In nine chapters crafted with a raw elegance that leaves one in no doubt about the passion that informs them, Paul Farmer, professor of medical anthropology at Harvard Medical School and acclaimed a "visionary analyst" by Amartya Sen, continues his exploration and exposition of the notion of "structural violence" and its role in the production of illness and disease. Celebrated in Tracy Kidder's Mountains Beyond Mountains, Farmer is the author of several books and recipient of numerous academic and humanitarian awards for his work on communicable diseases and diseases that are disproportionately distributed among the poor and the disenfranchised.

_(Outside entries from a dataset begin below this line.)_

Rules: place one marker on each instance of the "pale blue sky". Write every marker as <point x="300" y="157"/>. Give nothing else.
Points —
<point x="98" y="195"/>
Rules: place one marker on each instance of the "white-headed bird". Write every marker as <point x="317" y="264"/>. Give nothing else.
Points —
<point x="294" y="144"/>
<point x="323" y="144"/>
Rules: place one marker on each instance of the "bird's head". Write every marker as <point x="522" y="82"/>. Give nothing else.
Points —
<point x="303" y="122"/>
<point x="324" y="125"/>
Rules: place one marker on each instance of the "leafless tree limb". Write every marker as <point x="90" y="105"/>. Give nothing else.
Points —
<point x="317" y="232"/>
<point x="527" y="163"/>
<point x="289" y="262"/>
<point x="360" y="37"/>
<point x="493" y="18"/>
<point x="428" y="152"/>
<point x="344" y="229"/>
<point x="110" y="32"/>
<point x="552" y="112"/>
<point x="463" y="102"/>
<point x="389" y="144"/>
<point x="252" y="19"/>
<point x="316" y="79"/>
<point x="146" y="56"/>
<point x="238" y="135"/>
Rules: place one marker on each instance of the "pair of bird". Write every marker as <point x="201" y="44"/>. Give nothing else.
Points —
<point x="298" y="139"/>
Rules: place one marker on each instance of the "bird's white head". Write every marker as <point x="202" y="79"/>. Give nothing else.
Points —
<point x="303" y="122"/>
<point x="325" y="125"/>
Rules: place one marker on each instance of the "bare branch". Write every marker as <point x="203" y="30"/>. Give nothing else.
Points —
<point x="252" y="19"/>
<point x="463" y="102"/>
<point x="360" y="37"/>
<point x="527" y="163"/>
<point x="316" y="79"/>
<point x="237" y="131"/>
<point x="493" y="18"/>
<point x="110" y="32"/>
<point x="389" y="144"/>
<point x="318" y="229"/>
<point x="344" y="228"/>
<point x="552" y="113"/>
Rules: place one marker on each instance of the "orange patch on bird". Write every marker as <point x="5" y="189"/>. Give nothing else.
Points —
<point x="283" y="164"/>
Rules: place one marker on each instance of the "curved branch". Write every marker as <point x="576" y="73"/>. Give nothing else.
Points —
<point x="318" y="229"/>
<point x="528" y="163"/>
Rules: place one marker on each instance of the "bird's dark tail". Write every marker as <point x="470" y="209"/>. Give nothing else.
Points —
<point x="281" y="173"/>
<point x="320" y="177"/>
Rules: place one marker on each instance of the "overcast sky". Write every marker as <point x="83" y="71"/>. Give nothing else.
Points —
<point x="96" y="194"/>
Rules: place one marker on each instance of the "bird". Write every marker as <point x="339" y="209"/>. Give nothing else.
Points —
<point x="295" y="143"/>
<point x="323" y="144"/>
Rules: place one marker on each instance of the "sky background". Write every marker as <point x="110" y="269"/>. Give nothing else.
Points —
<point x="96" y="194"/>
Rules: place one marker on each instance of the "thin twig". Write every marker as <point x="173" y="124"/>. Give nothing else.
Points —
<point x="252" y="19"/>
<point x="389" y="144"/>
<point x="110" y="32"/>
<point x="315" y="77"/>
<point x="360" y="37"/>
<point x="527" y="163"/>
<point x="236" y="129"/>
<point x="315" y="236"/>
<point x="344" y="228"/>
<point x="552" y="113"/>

The first part of this copiously annotated book is organized around case studies in which Farmer "bears witness" to the appalling suffering and pestilence that he convincingly attributes to "pathologies of power." The second part of the book presents his perspective on human rights, and, for readers who are pressed for time, the final chapter, "Rethinking Health and Human Rights," distills much of Farmer's framework for analyzing and addressing the pathologies he describes.
Farmer, in keeping with the liberation theology that provides the theoretical underpinning for his book, defines structural violence as any offense against human dignity. Such offenses run the gamut from universally recognized egregious acts to the host of more nuanced social inequalities that we have become immured or resigned to, deny, or become smugly justified about: "Haitian factory workers, most of them women, make 28 cents an hour sewing Pocahontas pajamas, while Disney's U.S. based chief executive officer makes $97,000 per hour." In one episode and anecdote after another, from Guantanamo to the former Soviet Union, Farmer lays bare our capacity for living with evidence of profound inequality.
Farmer presents compelling evidence of how "the most basic right—the right to survive—is trampled in an age of great affluence"; argues that "the drama, the tragedy, of the destitute sick" should be the most urgent concern of anyone concerned with human rights; and wonders why physicians and anthropologists have been less than "deeply involved in pressing for social and economic rights." He uses the vehicle of infectious disease, a frontier many consider controllable, to explain the context of injustice, poverty, and malnutrition within which these agents of disease flourish. One is struck by Farmer's evocative models of the causation of communicable disease, in which he leaps beyond the nostalgic era of biologic determinism to explain the "pathologies of power" that "are linked intimately to the social conditions that so often determine who will suffer."
"Not being able to feed our children is the biggest challenge … is every human being not a person?" This plaint from one of Farmer's patients echoes Sojourner Truth and arises from the same rejection of "violations of human dignity" that Farmer unequivocally states are "not to be accepted merely because they are buttressed by local ideology or longstanding tradition." Occasionally repetitive, Farmer's book leaves one searching yet again for specific remedies against the massive barriers to correcting these violations. Nonetheless, the book is for all clinicians who have ever been hounded by or have fled from the notion of being their brother's keeper.